The cuisine of Maharashtra is mainly influenced by the landscape, the people and the crops grown in various regions. It is not only memorable for its subtle variety and strong flavours, but also because of the legendary hospitality of Maharashtrians.
The exotic Konkani food of the West coast of Maharashtra, be it the mild, naturally fragrant vegetable mixture served with local papads, or a spicy-hot fish and meat curry with a coconut milk base, is a gourmet's dream come true.

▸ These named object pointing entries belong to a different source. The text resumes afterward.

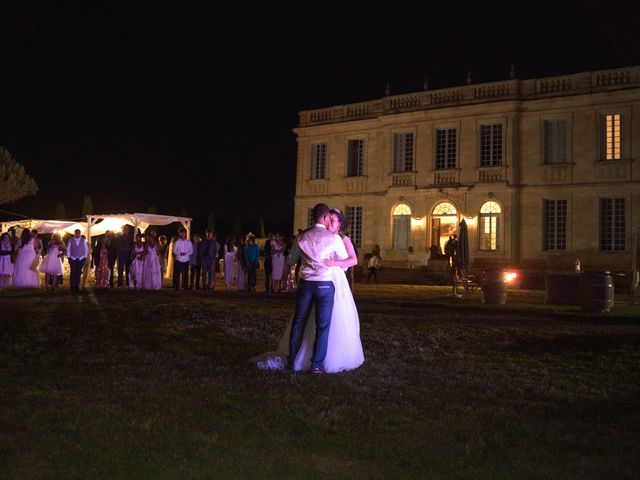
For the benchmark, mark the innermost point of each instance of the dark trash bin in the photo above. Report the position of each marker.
(562, 288)
(596, 292)
(494, 287)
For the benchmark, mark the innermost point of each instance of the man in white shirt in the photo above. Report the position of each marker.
(77, 253)
(314, 285)
(182, 251)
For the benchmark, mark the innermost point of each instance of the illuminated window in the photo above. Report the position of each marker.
(403, 152)
(611, 126)
(555, 141)
(318, 161)
(401, 226)
(490, 145)
(354, 220)
(489, 226)
(554, 221)
(445, 208)
(612, 224)
(446, 148)
(355, 158)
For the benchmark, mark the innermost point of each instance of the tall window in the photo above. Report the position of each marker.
(612, 225)
(318, 160)
(354, 219)
(554, 221)
(490, 145)
(355, 158)
(446, 148)
(403, 152)
(401, 226)
(555, 141)
(612, 141)
(489, 231)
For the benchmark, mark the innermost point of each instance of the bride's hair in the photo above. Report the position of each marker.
(338, 213)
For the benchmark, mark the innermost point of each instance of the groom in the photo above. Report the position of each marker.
(315, 285)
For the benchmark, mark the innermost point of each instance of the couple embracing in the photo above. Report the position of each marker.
(324, 332)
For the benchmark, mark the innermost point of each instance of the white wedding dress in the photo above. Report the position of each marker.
(344, 350)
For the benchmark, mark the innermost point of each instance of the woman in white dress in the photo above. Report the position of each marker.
(229, 255)
(25, 273)
(136, 270)
(152, 276)
(51, 265)
(344, 351)
(6, 267)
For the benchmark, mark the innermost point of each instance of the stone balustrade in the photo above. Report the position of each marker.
(578, 83)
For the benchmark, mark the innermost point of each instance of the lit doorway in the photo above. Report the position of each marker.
(444, 224)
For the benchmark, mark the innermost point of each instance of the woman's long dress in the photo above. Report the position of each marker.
(136, 270)
(25, 270)
(241, 275)
(277, 259)
(228, 265)
(6, 267)
(152, 276)
(102, 269)
(344, 350)
(52, 263)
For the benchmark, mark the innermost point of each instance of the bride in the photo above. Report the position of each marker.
(344, 351)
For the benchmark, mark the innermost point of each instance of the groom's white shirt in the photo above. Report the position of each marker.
(313, 246)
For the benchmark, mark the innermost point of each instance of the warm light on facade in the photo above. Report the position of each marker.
(418, 223)
(612, 147)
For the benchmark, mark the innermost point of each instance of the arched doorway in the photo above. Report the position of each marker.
(444, 223)
(401, 226)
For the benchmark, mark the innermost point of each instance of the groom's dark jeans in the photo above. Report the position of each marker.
(322, 294)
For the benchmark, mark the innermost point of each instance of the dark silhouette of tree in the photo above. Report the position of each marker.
(14, 181)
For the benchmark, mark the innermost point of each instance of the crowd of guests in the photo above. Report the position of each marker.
(144, 261)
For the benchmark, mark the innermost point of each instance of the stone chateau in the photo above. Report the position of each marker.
(544, 171)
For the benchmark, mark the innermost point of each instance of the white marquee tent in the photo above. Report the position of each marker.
(98, 225)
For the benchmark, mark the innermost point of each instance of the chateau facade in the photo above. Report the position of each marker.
(543, 170)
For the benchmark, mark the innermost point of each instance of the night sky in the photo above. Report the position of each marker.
(181, 108)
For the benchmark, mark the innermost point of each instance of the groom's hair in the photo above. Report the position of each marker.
(320, 211)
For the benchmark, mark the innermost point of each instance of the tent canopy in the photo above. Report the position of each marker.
(98, 224)
(46, 226)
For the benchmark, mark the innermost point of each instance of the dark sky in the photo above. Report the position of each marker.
(186, 108)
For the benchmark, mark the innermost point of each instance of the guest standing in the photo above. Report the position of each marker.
(100, 260)
(252, 259)
(112, 253)
(77, 253)
(164, 251)
(6, 267)
(182, 251)
(152, 274)
(123, 247)
(277, 254)
(229, 254)
(241, 272)
(209, 259)
(195, 263)
(268, 266)
(51, 265)
(25, 274)
(136, 272)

Vidarbha's cuisine is spicier and more exotic than that of the coastal and southern regions. The ingredients commonly used are besan, or chickpea flour, and ground peanuts. The food of Peshwas and Brahmin communities of Pune is delicate, sparsely designed and entirely vegetarian. 'Puneri misal', 'thalipeeth', 'puri bhaji' and 'dalimbi usal' are not only tasty and nutritious, but inexpensive to make.
The people are known for the aesthetic presentation of food, which adds extra allure to the feasts. For instance, in formal meals, it is a practice to sing sacred verses to dedicate the meal to God. The guests sit on floor rugs or red wooden seats and eat from silver or metal thalis and bowl placed on a raised 'chowrang', or a short decorative table. Rangolis or auspicious patterns of coloured powder are drawn around the thali or the chowrang.

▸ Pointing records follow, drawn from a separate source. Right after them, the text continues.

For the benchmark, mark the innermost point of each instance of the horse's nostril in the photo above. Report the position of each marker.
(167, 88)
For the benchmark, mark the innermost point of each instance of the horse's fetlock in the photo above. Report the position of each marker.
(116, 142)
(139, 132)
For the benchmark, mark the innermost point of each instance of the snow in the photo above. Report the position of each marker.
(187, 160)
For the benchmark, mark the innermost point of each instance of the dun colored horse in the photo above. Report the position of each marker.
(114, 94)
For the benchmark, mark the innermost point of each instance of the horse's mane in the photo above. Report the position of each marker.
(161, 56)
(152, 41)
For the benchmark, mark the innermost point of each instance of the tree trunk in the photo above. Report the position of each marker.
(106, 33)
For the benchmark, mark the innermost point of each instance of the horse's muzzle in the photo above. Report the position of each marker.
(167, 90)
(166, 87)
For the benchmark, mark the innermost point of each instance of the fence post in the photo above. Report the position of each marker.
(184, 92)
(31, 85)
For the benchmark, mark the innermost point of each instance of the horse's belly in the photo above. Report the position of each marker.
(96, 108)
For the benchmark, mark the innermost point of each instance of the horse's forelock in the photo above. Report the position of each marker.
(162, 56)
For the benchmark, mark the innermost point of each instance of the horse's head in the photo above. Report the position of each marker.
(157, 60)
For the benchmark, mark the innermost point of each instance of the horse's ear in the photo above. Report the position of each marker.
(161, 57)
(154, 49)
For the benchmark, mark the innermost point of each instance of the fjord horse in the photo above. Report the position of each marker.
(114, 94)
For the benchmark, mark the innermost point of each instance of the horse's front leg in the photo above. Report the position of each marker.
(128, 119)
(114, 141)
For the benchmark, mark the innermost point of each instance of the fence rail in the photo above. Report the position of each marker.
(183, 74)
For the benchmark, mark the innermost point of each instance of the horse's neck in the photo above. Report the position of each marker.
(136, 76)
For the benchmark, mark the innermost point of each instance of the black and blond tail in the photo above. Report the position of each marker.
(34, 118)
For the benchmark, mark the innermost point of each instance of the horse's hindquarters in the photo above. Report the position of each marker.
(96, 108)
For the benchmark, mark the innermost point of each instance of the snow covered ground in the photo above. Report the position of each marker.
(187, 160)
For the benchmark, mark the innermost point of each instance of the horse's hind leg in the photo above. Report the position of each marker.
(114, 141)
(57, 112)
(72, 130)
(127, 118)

To avoid mixing flavours, each guest is given a bowl of saffron scented water to dip the fingers in before starting on the next course. There is a specific order of serving of savouries and sweets, curries and rice or rotis, and a person who does not know this is not considered to be well trained in the art of hospitality. Agarbattis spread fragrance everywhere and the host believes the satisfaction of his guests to be his true joy.